“Why don’t you act out any of the nice stories?”
“You never wrote any nice stories.”
The Pillowman takes us into a dark world, inhabited by secret police and segregated populations. In this world the writer, Katurian, is brought in and interrogated, interrogated over stories whose content is brutal, gruesome, and most importantly child-like. As the play progresses we see the perversion of all institutions created to keep us safe: government, family, and the children’s story. This world was once a happy place, a place where people could be safe but somehow, somewhere something went wrong.

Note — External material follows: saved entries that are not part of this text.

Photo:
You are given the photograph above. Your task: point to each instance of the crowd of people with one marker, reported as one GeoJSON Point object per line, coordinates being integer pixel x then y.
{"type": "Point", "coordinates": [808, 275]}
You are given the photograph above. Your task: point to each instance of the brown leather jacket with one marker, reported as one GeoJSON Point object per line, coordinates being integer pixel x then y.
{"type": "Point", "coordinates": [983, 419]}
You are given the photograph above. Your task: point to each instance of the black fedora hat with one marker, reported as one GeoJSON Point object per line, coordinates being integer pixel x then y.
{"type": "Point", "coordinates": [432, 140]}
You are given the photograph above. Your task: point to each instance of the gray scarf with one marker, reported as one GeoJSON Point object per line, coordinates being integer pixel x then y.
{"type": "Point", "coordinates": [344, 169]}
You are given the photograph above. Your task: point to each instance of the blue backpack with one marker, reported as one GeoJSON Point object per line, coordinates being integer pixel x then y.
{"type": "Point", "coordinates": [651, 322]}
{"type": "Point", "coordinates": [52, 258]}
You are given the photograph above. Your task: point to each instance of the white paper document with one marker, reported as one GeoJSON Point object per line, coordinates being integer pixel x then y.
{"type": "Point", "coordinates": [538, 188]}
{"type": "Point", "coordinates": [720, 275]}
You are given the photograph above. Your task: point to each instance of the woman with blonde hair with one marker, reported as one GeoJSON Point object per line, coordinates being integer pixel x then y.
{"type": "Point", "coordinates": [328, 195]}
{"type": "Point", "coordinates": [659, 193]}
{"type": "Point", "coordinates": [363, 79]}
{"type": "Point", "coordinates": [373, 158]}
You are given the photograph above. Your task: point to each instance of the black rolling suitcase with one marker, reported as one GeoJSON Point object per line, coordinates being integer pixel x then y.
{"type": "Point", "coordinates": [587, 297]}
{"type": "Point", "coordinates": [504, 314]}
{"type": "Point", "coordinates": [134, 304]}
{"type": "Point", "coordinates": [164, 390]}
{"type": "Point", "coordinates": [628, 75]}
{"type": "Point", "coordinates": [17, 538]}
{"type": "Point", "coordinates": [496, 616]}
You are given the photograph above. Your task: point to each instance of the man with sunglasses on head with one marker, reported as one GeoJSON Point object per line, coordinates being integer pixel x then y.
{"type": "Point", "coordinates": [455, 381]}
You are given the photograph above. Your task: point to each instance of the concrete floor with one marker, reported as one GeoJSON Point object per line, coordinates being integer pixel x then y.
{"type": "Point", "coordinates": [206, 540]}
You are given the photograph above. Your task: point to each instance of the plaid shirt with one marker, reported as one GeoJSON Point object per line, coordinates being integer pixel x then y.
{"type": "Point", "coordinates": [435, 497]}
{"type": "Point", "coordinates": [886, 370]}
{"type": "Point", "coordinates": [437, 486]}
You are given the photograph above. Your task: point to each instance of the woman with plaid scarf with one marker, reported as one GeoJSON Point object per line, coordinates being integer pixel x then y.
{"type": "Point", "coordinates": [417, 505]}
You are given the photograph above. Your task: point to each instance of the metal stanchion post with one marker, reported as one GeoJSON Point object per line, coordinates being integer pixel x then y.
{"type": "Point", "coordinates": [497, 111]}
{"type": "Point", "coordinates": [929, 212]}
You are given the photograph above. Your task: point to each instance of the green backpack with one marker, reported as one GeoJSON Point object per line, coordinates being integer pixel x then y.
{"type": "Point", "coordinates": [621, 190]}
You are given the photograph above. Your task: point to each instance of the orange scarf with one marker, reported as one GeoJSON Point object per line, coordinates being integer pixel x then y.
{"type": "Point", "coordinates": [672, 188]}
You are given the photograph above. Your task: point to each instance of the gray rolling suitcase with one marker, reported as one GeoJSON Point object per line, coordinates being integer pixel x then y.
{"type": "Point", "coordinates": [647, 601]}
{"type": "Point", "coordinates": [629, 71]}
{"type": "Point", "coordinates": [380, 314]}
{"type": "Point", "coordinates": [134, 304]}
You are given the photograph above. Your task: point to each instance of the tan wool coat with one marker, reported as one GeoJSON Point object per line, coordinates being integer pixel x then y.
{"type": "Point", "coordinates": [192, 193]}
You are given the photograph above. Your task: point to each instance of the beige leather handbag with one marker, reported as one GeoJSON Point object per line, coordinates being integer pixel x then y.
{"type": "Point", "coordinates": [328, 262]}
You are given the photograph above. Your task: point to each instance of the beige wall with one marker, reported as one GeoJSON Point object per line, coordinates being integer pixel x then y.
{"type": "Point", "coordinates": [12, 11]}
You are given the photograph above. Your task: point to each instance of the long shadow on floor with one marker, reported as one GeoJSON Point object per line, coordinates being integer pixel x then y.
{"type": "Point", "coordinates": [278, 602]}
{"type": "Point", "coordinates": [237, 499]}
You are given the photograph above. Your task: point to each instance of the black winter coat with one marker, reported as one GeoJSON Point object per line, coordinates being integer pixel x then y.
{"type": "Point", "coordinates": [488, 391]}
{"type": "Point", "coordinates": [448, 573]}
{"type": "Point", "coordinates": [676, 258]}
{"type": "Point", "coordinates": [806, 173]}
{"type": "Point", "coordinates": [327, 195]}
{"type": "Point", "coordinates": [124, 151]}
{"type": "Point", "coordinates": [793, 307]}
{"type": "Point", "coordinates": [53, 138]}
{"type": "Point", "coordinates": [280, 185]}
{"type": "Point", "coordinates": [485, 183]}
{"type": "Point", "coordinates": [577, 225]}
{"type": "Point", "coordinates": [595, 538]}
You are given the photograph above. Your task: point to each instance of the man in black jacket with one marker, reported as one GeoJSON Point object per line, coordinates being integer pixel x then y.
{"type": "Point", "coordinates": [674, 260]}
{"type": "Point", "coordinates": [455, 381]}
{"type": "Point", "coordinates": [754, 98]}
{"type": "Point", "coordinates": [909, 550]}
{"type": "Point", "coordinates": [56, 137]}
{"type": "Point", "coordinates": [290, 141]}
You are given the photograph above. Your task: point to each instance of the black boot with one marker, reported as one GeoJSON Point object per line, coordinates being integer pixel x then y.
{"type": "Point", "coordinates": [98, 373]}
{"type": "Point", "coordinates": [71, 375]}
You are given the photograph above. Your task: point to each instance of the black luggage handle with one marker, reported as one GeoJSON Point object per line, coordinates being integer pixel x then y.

Today politicians and writers constantly argue over the state of media. The artists often claiming that they merely “reflect” the society they see and the politicians accusing them of not taking their influence seriously, when in reality they are both correct. Art does not live in a vacuum but rather is part of a larger context, drawing influence from the political and the economic world. But it is a poor artist indeed who does not believe in the power of change. The artist’s work does touch and affect those of us who are not too jaded to listen, and at the end of the day it is the “Little Green Pig” that affects us most.
I want to take this opportunity to sincerely thank my cast and crew. They have all gone above and beyond the call of duty to make this a wonderful production. They were amazing, coming in over their break and working late nights on a light or paint call. very single person in this program deserves your applause and has my sincerest thanks. SO please, ladies and gentlemen, we humbly present our production of The Pillowman by Martin McDonaugh.